近年、デジタル技術の進展に伴い、企業活動の多くがオンライン化する中で、株主総会の在り方にも変化の波が押し寄せています。その代表例が「バーチャルオンリー株主総会」です。


バーチャルオンリー株主総会とは?

バーチャルオンリー株主総会とは、物理的な会場を設けず、インターネット上でのみ開催される株主総会を指します。従来の総会に必要であった会場の確保や運営費用が不要になることから、企業にとってはコスト削減や業務効率化の面でメリットがあります。
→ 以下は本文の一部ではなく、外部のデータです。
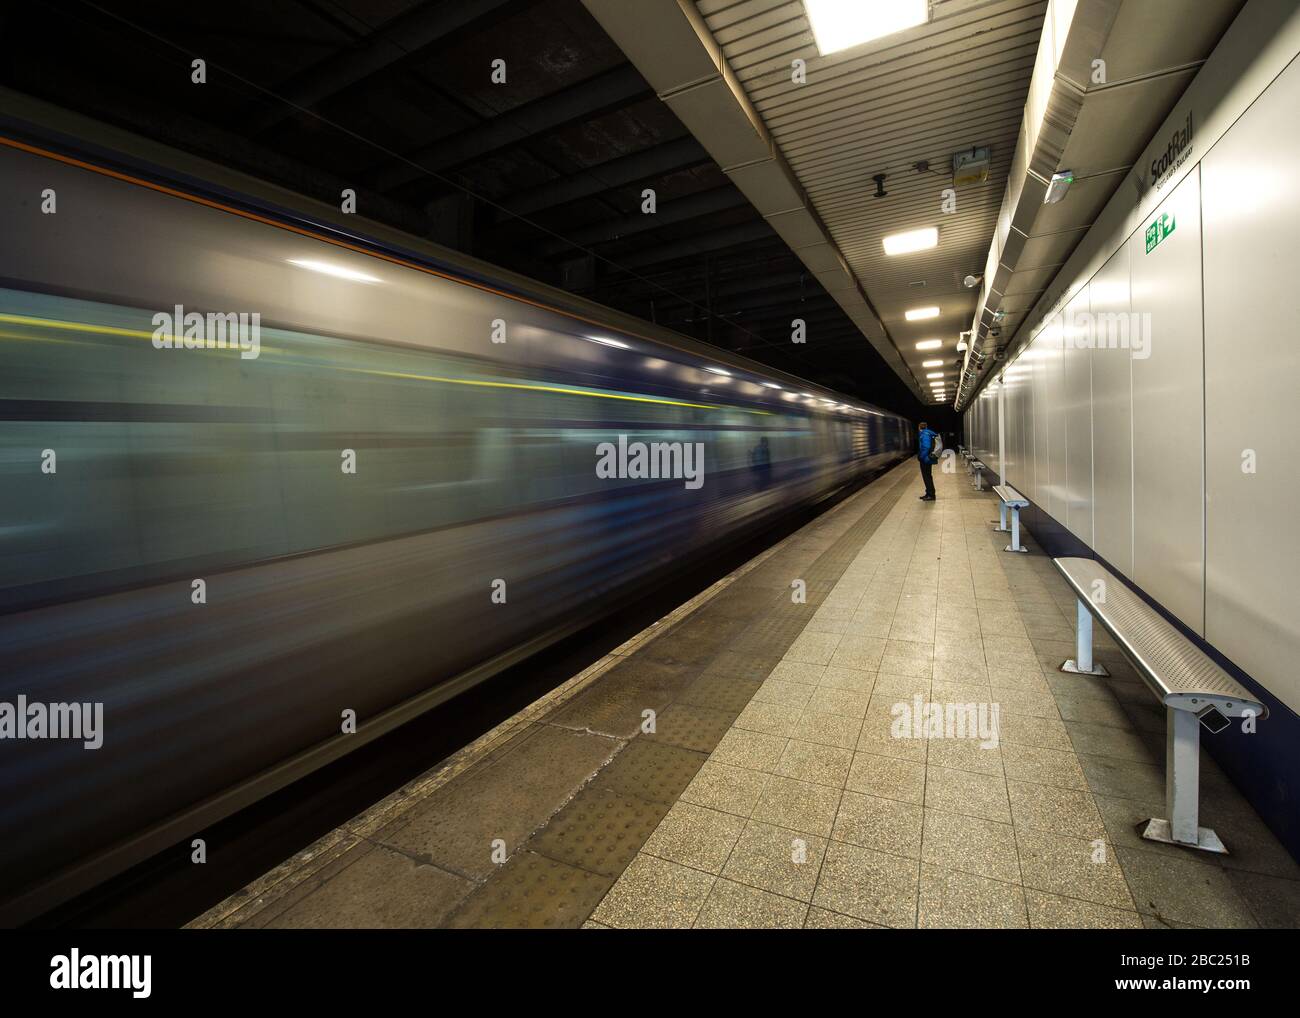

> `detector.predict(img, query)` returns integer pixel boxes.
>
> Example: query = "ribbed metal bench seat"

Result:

現行の会社法では、株主総会や社債権者集会には「開催場所」の定めが必要とされていますが、産業競争力強化法により、一定の要件を満たし、経済産業大臣および法務大臣の確認を受けた上場会社に限り、バーチャルオンリー株主総会の開催が特例的に認められています。


開催実績と法改正の動き

2024年6月末時点で、バーチャルオンリー株主総会を開催した企業は67社、開催回数は累計126回にとどまっており、まだ普及途上にあるのが実情です。これを受けて、会社法改正に向けた議論が進められており、2025年2月には法制審議会において、「バーチャルオンリー株主総会および社債権者集会に関する規律の整備」が検討項目に挙げられました。
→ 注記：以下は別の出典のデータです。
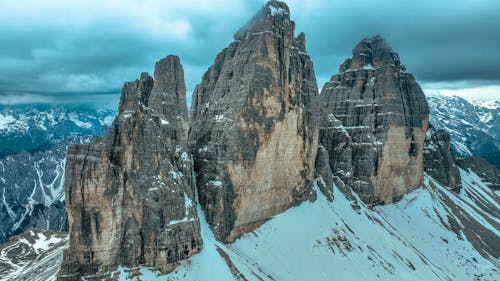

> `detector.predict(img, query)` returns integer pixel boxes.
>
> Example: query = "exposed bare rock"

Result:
[423,125,462,192]
[319,36,429,204]
[58,56,202,280]
[149,56,190,143]
[314,145,334,202]
[189,0,319,242]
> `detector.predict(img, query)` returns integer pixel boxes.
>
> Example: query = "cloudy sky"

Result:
[1,0,499,105]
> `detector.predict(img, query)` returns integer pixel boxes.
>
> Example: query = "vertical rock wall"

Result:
[423,125,462,192]
[58,56,202,280]
[319,36,429,204]
[189,0,319,242]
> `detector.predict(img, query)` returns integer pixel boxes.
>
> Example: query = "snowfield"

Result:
[1,169,497,281]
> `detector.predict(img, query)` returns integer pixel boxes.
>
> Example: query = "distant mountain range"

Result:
[0,104,115,156]
[425,92,500,168]
[0,105,116,242]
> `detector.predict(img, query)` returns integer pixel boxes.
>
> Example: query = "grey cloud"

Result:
[291,0,500,87]
[0,0,499,105]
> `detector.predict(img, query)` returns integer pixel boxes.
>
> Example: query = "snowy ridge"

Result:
[0,105,115,155]
[473,100,500,110]
[110,168,499,281]
[0,106,114,135]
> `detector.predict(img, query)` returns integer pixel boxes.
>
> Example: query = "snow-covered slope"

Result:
[425,93,499,159]
[108,168,498,281]
[0,229,67,281]
[2,169,497,281]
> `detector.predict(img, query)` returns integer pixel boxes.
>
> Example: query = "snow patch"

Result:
[68,113,93,129]
[269,5,288,16]
[208,180,222,187]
今後の論点としては、以下のような点が挙げられています:

  • 開催要件の明確化

  • 上場企業か否か、企業規模を問わず開催を認めるべきか

  • 株主による「物理的な場所での開催請求権」をどう扱うか

  • 通信障害発生時の取扱い

特に通信障害に関しては、株主が総会に参加できなかった場合、総会決議の取消事由となる可能性があるため、企業側には事前の対策が求められます。今後の法改正では、「故意または重過失がある場合のみ取消を認める」といった限定的な規定の導入も検討されているようです。


今後の企業実務への影響

今後、バーチャルオンリー株主総会の制度が本格的に整備されれば、より多くの企業がこの形式を選択する可能性があります。特に、株主が遠隔地に分散している企業や、人的・物理的資源に限りのある中堅・中小企業にとっては、有力な選択肢となるでしょう。

ただし、株主の公平な参加機会の確保、通信環境の整備、そして法的リスクの管理など、慎重な検討と準備が不可欠です。今後の法改正の動向を注視しつつ、自社にとって最適な総会の形を検討する時期に来ているといえます。